L'autoroute

Lorsqu'une femme le quitte, mon père vacille au volant de sa voiture.
Des lucioles mouchètent sa rétine, les lignes blanches commencent à trembler, son cœur s’accélère puis s’éteint.
Lorsqu'une femme le quitte, mon père s'évanouit sur l'autoroute.
Heureusement, il a pu ralentir et déposer son sommeil sur le bas-côté.
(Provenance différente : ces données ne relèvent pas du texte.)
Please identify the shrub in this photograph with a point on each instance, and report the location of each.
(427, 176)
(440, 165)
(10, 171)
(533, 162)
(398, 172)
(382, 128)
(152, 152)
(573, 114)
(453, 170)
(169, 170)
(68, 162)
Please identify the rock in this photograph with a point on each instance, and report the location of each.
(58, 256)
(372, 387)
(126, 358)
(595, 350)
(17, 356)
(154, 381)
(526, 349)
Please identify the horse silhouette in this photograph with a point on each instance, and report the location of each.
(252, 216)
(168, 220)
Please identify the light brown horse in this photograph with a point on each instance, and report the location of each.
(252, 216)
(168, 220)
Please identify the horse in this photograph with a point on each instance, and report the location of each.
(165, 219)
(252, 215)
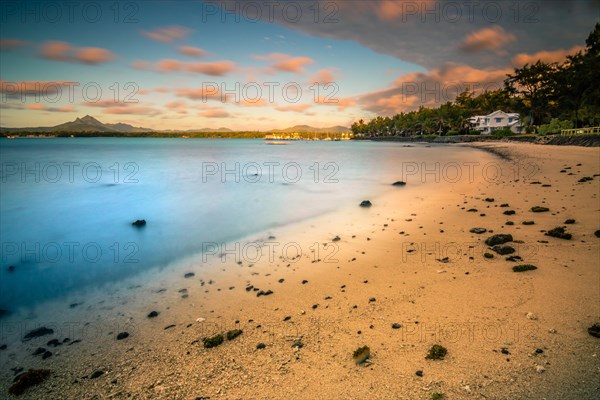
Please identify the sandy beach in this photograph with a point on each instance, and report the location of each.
(398, 277)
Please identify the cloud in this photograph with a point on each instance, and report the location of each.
(323, 77)
(285, 62)
(494, 38)
(168, 34)
(216, 68)
(192, 51)
(120, 110)
(546, 56)
(432, 88)
(294, 108)
(214, 113)
(63, 51)
(43, 107)
(11, 44)
(46, 89)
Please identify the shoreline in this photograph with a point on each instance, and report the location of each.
(390, 252)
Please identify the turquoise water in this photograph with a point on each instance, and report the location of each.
(67, 205)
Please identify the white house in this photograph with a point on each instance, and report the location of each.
(487, 124)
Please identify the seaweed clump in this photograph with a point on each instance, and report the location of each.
(436, 352)
(28, 379)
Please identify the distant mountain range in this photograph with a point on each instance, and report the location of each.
(91, 124)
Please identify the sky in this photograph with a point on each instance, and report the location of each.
(260, 65)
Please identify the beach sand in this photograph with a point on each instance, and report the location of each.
(508, 335)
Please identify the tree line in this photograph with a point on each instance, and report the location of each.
(548, 97)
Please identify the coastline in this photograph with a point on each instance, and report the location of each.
(474, 307)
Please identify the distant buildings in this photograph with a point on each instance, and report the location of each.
(487, 124)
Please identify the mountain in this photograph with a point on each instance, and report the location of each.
(310, 129)
(85, 124)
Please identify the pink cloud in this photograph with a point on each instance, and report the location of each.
(131, 110)
(493, 38)
(11, 44)
(285, 63)
(63, 51)
(43, 107)
(193, 51)
(294, 108)
(323, 76)
(168, 34)
(214, 113)
(546, 56)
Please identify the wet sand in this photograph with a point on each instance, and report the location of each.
(410, 259)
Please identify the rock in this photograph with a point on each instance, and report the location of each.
(539, 369)
(503, 249)
(233, 334)
(539, 209)
(361, 354)
(38, 333)
(524, 267)
(478, 231)
(594, 330)
(436, 352)
(213, 341)
(560, 233)
(28, 379)
(500, 238)
(96, 374)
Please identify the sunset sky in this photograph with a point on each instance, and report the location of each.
(171, 60)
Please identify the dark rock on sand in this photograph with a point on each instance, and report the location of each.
(213, 341)
(594, 330)
(503, 249)
(500, 238)
(560, 233)
(38, 333)
(478, 231)
(96, 374)
(28, 379)
(539, 209)
(436, 352)
(233, 334)
(524, 267)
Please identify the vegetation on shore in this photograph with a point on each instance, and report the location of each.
(548, 96)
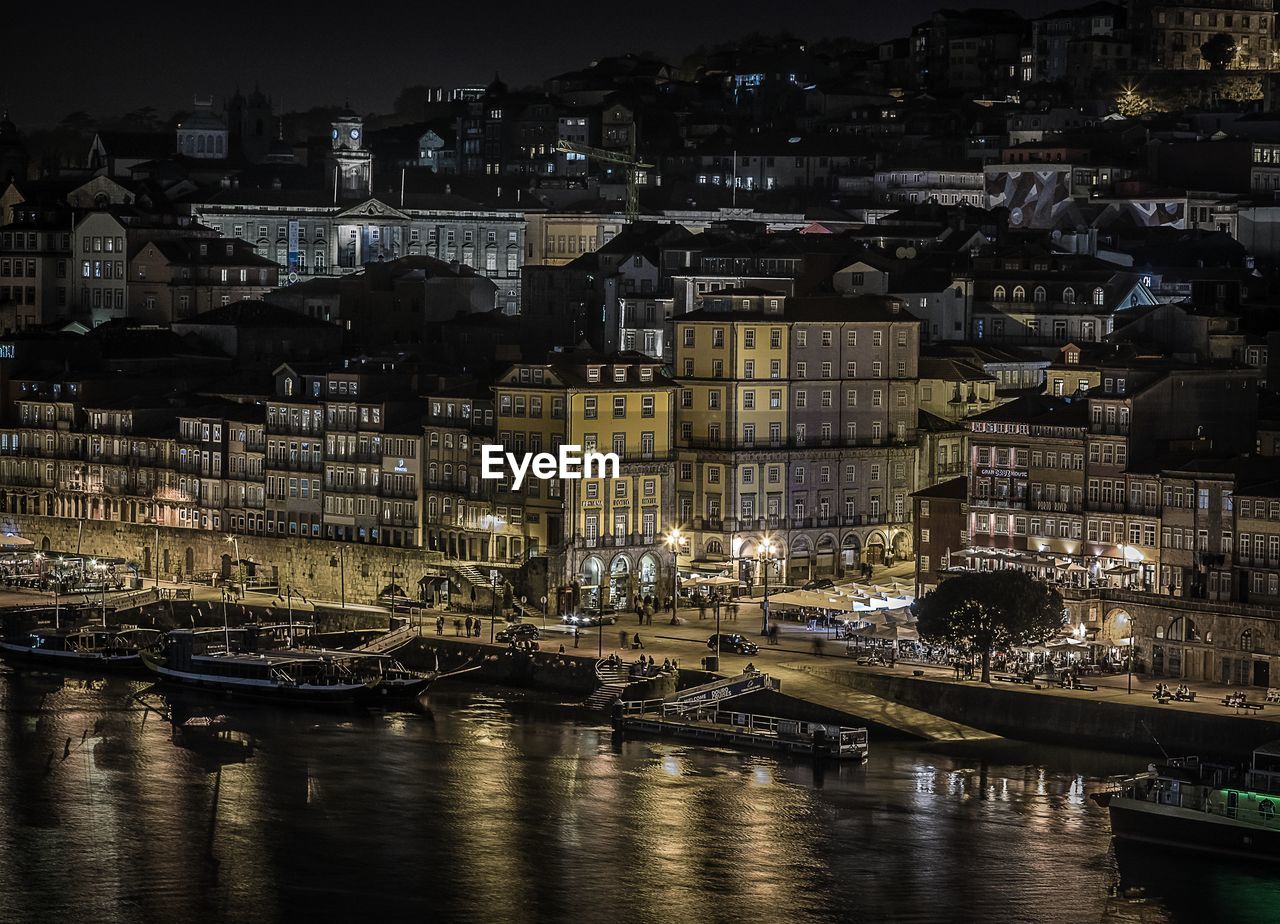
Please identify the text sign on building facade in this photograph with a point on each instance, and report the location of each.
(1002, 472)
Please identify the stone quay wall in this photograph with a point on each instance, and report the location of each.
(1132, 727)
(320, 568)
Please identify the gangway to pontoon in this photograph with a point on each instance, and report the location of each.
(717, 691)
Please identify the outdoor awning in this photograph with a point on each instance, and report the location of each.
(704, 565)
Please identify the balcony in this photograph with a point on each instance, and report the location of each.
(1000, 503)
(286, 465)
(1052, 506)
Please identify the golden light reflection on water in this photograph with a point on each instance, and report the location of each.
(508, 809)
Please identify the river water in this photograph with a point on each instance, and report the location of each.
(501, 806)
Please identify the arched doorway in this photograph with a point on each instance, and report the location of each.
(800, 561)
(876, 548)
(824, 563)
(620, 582)
(648, 575)
(1115, 636)
(589, 582)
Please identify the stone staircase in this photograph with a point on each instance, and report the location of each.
(391, 641)
(613, 682)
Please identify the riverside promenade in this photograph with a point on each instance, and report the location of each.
(923, 701)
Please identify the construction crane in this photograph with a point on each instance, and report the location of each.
(603, 156)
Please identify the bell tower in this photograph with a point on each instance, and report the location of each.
(350, 161)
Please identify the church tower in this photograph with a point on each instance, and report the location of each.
(350, 161)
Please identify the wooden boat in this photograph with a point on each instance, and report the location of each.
(228, 662)
(94, 649)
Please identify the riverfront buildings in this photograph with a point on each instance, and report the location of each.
(830, 311)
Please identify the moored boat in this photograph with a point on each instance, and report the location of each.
(94, 649)
(1182, 805)
(228, 662)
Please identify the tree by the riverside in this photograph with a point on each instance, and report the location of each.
(988, 611)
(1219, 51)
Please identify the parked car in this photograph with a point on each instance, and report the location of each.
(589, 620)
(521, 631)
(735, 643)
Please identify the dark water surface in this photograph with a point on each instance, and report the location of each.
(499, 806)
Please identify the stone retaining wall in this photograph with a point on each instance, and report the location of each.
(1132, 727)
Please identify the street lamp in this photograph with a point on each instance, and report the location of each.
(766, 557)
(234, 543)
(673, 540)
(339, 561)
(227, 631)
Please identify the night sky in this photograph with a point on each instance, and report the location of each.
(149, 53)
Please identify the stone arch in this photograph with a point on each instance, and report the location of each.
(648, 575)
(800, 559)
(850, 550)
(1116, 625)
(877, 547)
(590, 576)
(824, 557)
(621, 577)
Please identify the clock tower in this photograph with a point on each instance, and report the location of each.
(350, 161)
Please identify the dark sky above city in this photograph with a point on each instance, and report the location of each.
(159, 54)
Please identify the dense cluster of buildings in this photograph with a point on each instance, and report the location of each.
(1000, 293)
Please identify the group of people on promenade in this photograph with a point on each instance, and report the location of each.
(469, 627)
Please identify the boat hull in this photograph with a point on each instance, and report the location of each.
(1194, 831)
(264, 690)
(90, 662)
(397, 691)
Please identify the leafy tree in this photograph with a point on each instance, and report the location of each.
(1219, 50)
(990, 609)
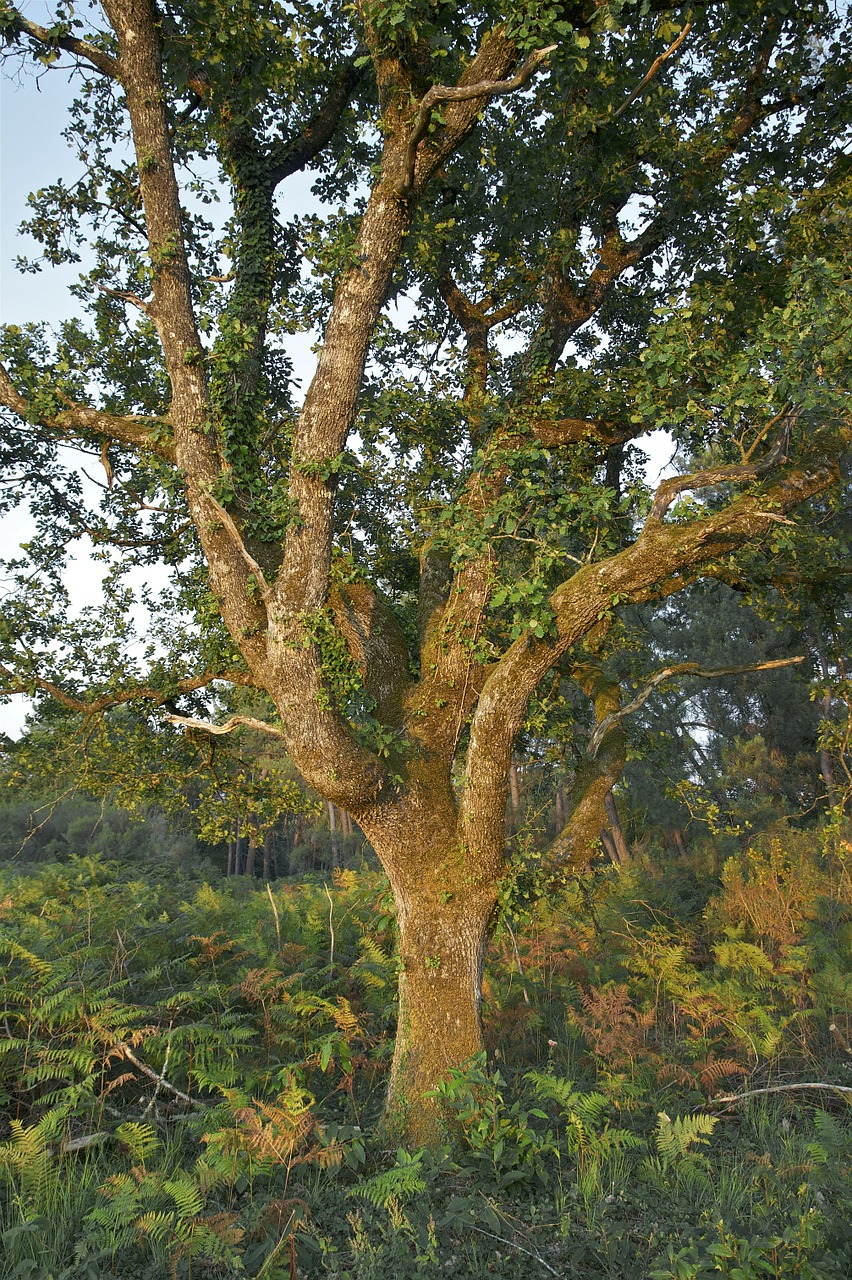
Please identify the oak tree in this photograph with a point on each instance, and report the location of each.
(540, 231)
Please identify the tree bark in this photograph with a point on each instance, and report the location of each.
(619, 844)
(441, 949)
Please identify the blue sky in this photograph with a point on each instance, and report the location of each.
(33, 152)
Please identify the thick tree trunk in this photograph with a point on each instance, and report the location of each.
(441, 949)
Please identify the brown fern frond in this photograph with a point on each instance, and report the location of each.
(713, 1069)
(674, 1072)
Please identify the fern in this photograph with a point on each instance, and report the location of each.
(140, 1139)
(395, 1184)
(674, 1138)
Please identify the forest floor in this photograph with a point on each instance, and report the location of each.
(192, 1070)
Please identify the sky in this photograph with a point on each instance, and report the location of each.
(32, 154)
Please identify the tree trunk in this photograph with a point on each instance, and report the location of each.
(441, 949)
(251, 853)
(619, 844)
(333, 830)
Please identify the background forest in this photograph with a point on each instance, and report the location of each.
(200, 1002)
(431, 854)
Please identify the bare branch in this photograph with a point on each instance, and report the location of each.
(669, 489)
(779, 1088)
(136, 693)
(288, 158)
(683, 668)
(126, 297)
(228, 727)
(462, 94)
(122, 1050)
(82, 49)
(129, 429)
(646, 80)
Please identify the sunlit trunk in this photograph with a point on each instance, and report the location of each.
(441, 947)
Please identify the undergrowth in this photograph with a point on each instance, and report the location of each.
(191, 1079)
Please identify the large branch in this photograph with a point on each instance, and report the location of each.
(462, 92)
(140, 56)
(683, 668)
(669, 489)
(18, 26)
(136, 432)
(228, 727)
(662, 558)
(28, 685)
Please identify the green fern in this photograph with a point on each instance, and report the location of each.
(674, 1138)
(140, 1139)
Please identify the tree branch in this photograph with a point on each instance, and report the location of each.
(646, 80)
(228, 727)
(669, 489)
(288, 158)
(685, 668)
(129, 429)
(779, 1088)
(461, 94)
(21, 685)
(19, 26)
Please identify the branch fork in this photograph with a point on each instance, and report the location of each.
(461, 94)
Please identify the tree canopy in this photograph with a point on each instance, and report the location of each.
(541, 231)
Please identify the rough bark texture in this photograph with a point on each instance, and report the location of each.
(441, 844)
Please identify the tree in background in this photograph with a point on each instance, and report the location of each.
(541, 232)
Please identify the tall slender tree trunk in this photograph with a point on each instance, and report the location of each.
(619, 842)
(251, 854)
(333, 830)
Après avoir retrouvé la vie dans sa petite chambre des urgences, mon père ne pense qu'à la solitude de son chien.
Peu importe la rupture, peu importe l'accident, seule la conscience de la bête orpheline lézarde la voix de mon père ressuscité.
En son absence, personne ne peut s'occuper d'un animal aussi farouche, auquel il a transmis les moindres nuances de sa nervosité. 
 
La robe du chien de mon père brille de feu et de gris, et je sais que personne ne choisit sa fourrure.
Depuis des années, cette robe réchauffe la maison en vieilles pierres nichée sur le flanc d'une montagne en forme de cratère.
Seul dans la maison, le chien attend dans l'ignorance.
Il ne sait jamais lorsque mon père rentrera mais il continue d'être, dans un temps sans périodes, le gardien de son monde.

Mon père et son chien dorment d'un œil, collés l'un à l'autre sur un petit matelas.
Leurs respirations s'accordent jusqu'à l'aube : pas de place pour une femme.
Ce que le fils sait et que le chien ne sait pas : ischémie — le maître reviendra après-demain.
Ce que le chien est le seul sur Terre à savoir : le battement caverneux du cœur de mon père dans l'étang de la nuit.

Lorsqu'un fils entend les pleurs de son père au cœur mal irrigué
« Je suis désolé, c'est juste mon chien... », il perçoit dans ce juste la pudeur des meutes et la honte des familles.
Alors j'ouvre la fenêtre de l'hôpital, distingue la montagne tout là-bas, puis joins mes paumes en fermant les yeux sur l'hiver lumineux.